- Kategori
- Gündelik Yaşam
"Hukuk'un üstünlüğü ve hepimiz için hukuk ne demek?"

"Adalet mülkün temelidir."
“Hukuk’un üstünlüğü ve hepimiz için hukuk ne demek?”
Bir blog yazarı bize ‘hakaret’ etmekte ‘özgür’ değildir.
Hakarete uğrayan ‘bilinçli’ bir blogger ise mutlaka ilgili mercilere suç duyurusu yapar.
Editörler görmezlikten gelirlerse suçu ‘tahrik etmiş’ olurlar.
Hukuk herkese gerekli. Hukuk’a saygısı olmayan her kurum çökmeye müstahaktır.

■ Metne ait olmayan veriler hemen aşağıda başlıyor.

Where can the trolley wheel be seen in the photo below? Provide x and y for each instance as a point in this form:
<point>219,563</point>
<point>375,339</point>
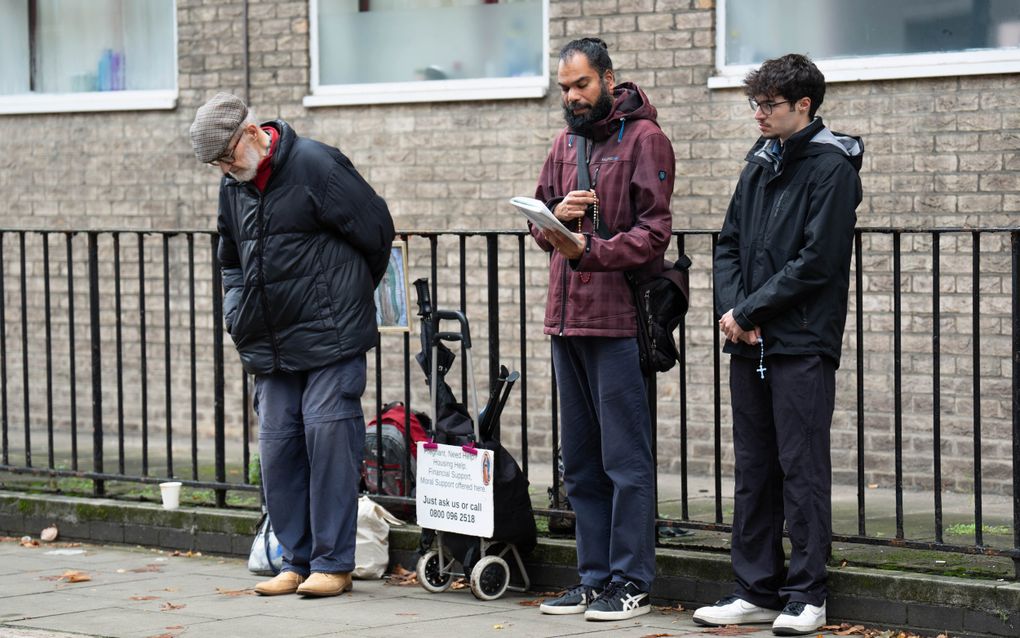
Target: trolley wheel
<point>431,575</point>
<point>490,578</point>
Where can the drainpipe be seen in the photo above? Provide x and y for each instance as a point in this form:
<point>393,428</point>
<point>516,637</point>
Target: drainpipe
<point>245,61</point>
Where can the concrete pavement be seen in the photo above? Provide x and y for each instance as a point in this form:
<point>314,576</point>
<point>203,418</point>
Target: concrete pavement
<point>138,592</point>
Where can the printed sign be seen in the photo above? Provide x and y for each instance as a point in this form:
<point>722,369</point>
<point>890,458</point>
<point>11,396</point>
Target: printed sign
<point>455,490</point>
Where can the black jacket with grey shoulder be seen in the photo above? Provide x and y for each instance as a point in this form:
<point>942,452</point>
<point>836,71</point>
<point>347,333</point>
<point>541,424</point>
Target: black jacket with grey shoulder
<point>782,258</point>
<point>301,260</point>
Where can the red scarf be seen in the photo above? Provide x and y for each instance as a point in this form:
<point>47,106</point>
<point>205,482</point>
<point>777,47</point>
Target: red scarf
<point>265,166</point>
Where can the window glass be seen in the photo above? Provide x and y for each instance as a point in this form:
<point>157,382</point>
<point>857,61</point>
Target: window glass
<point>835,29</point>
<point>75,46</point>
<point>392,41</point>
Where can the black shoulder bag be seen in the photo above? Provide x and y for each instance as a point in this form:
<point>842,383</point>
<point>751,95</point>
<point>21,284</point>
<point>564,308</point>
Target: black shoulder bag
<point>661,293</point>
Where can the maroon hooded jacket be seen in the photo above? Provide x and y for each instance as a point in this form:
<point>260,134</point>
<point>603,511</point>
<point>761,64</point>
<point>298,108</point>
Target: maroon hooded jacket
<point>631,165</point>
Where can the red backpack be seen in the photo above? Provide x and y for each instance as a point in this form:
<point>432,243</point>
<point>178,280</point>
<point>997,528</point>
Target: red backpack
<point>395,453</point>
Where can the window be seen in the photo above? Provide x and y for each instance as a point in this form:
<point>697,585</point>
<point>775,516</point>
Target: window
<point>869,39</point>
<point>384,51</point>
<point>81,55</point>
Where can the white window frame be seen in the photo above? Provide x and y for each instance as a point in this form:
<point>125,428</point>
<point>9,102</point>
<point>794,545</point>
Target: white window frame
<point>985,61</point>
<point>423,91</point>
<point>96,101</point>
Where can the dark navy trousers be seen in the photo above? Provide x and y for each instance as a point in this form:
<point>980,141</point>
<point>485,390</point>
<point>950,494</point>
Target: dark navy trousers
<point>606,439</point>
<point>311,438</point>
<point>783,474</point>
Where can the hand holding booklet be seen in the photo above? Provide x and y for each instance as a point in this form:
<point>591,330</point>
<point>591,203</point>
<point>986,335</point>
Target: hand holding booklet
<point>540,215</point>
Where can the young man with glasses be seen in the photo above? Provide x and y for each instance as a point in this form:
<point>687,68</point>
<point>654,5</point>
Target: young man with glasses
<point>303,242</point>
<point>781,280</point>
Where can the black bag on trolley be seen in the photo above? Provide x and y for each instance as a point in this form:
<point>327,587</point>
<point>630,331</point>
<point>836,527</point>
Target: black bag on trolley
<point>513,517</point>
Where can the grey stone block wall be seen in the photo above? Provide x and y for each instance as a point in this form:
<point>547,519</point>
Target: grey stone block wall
<point>940,152</point>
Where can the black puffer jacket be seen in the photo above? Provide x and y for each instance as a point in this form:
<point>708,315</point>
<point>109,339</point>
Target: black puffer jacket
<point>301,260</point>
<point>782,260</point>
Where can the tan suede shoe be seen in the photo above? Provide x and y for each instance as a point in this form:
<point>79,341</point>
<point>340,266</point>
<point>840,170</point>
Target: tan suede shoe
<point>283,583</point>
<point>320,584</point>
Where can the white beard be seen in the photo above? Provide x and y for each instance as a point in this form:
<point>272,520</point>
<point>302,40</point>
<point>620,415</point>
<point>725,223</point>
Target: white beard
<point>251,160</point>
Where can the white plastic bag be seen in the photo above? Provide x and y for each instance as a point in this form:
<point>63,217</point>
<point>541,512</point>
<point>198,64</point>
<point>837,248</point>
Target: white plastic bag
<point>265,556</point>
<point>371,553</point>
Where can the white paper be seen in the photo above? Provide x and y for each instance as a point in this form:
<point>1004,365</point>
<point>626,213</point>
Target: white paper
<point>540,215</point>
<point>454,490</point>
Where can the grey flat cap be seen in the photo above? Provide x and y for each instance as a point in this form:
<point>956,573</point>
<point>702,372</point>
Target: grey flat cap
<point>214,125</point>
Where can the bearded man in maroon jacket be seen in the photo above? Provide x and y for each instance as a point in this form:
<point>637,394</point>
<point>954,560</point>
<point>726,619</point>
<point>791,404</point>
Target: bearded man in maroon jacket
<point>621,221</point>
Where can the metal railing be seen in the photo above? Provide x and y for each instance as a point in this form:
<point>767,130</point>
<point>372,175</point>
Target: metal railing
<point>147,334</point>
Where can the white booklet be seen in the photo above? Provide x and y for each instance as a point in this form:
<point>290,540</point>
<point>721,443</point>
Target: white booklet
<point>540,215</point>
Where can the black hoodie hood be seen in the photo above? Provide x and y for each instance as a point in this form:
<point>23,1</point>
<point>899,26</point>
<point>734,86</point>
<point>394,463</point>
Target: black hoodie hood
<point>629,102</point>
<point>815,139</point>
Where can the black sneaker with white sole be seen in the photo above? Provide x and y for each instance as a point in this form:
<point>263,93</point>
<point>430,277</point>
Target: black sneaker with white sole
<point>573,600</point>
<point>618,601</point>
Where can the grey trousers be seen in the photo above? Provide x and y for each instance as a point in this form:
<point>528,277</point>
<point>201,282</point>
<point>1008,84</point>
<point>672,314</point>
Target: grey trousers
<point>311,439</point>
<point>607,457</point>
<point>783,473</point>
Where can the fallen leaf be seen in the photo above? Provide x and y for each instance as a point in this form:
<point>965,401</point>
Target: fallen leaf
<point>72,576</point>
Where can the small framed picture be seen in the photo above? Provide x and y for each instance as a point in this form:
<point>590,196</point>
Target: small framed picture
<point>392,295</point>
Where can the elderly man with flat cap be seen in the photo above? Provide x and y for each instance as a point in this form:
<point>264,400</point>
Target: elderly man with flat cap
<point>303,242</point>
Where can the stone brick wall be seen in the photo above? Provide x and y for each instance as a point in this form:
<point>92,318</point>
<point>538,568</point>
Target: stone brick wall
<point>940,152</point>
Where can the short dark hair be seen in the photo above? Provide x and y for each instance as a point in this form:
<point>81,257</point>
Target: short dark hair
<point>792,77</point>
<point>594,49</point>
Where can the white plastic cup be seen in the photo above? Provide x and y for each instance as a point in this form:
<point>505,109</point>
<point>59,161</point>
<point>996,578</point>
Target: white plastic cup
<point>171,494</point>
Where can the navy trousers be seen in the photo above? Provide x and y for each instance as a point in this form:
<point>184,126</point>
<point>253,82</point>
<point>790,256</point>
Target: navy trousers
<point>606,439</point>
<point>783,473</point>
<point>311,438</point>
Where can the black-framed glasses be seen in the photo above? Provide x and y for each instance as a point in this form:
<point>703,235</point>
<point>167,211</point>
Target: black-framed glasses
<point>227,157</point>
<point>765,106</point>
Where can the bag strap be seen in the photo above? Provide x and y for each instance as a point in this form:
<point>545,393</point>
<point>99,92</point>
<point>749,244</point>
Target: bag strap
<point>584,178</point>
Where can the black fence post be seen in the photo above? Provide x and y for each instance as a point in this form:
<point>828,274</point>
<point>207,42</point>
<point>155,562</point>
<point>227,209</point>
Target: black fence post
<point>1015,249</point>
<point>219,415</point>
<point>99,486</point>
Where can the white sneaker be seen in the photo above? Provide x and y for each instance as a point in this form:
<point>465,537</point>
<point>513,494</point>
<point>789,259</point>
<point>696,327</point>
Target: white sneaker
<point>799,618</point>
<point>733,610</point>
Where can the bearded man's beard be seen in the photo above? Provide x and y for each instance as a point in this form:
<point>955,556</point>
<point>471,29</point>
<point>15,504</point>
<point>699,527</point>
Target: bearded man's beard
<point>583,123</point>
<point>251,159</point>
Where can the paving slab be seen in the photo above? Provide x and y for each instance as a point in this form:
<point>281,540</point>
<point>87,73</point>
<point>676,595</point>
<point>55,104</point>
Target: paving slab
<point>141,593</point>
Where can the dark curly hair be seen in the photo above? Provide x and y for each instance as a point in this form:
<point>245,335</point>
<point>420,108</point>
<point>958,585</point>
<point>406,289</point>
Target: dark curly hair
<point>792,77</point>
<point>594,49</point>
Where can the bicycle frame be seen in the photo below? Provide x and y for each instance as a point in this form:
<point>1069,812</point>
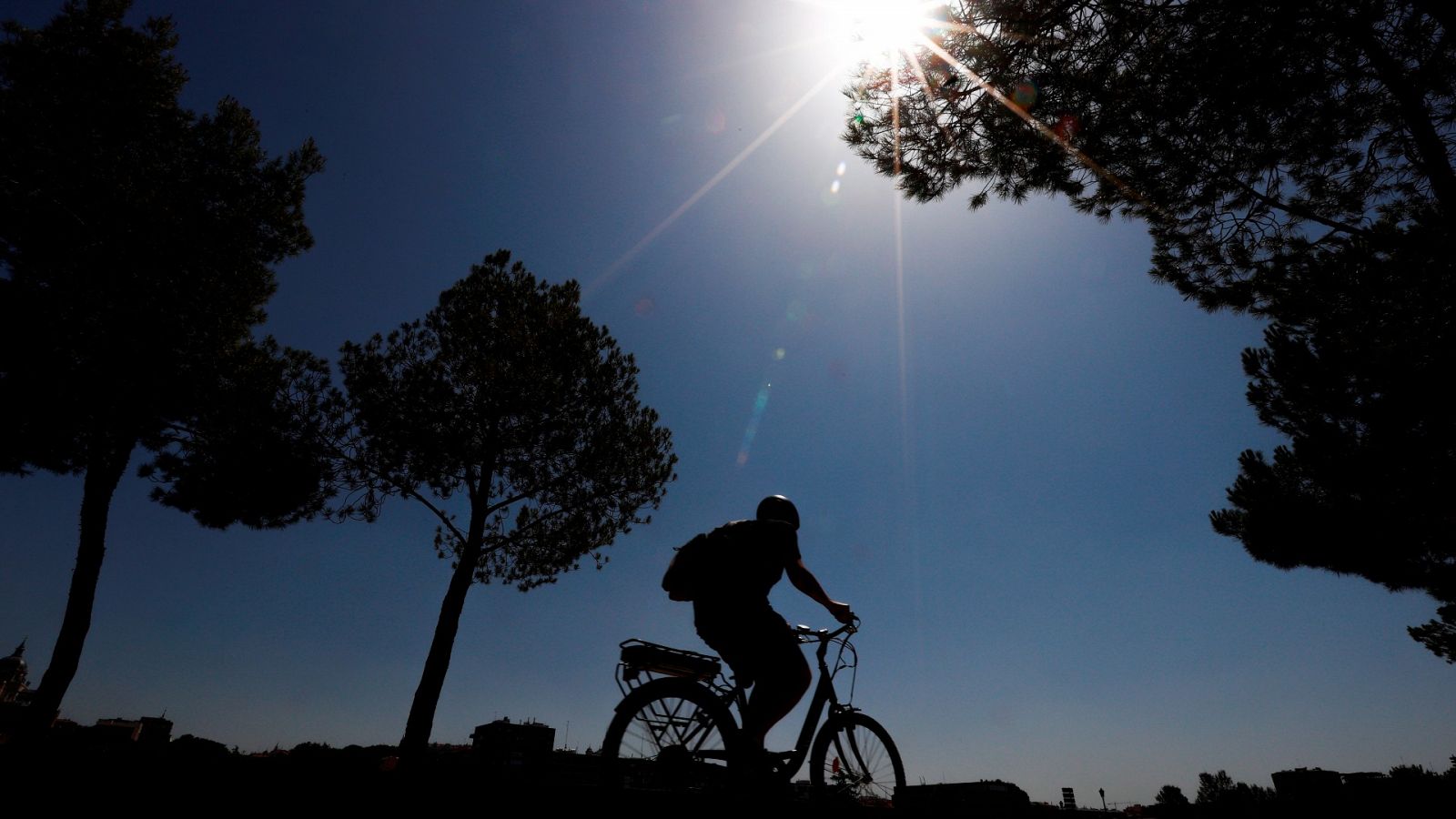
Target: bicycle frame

Mesut Selek’e ait 14 Mayıs 2013 tarihli blog yazısında yer alan bu görüşlerini beğendim ve paylaşıyorum.
Bu arada izninizle ‘müstehak’ sözcüğünü ‘müstahak’ olarak düzeltiyorum.
Bu blog yazımda, sanırım tüm Milliyet Bloggerların ilk kez tanık olacakları bir başka Milliyet Blogger’ın yazısına atfen ‘destekleyici’ ve ‘tamamlayıcı’ fikir üreteceğim.
Bugüne kadar Mesut Selek ile aramızdaki ‘zımni uzlaşmazlık’ üzerine geçmişe ‘sünger çekiyorum’ ve kendisine ‘dostluk’ elimi uzatıyorum. Elimin boşta kalmayacağına ve geçmişteki ‘müstehzi tavrının’ yanlış algılamadan kaynaklandığına inanmak istiyorum.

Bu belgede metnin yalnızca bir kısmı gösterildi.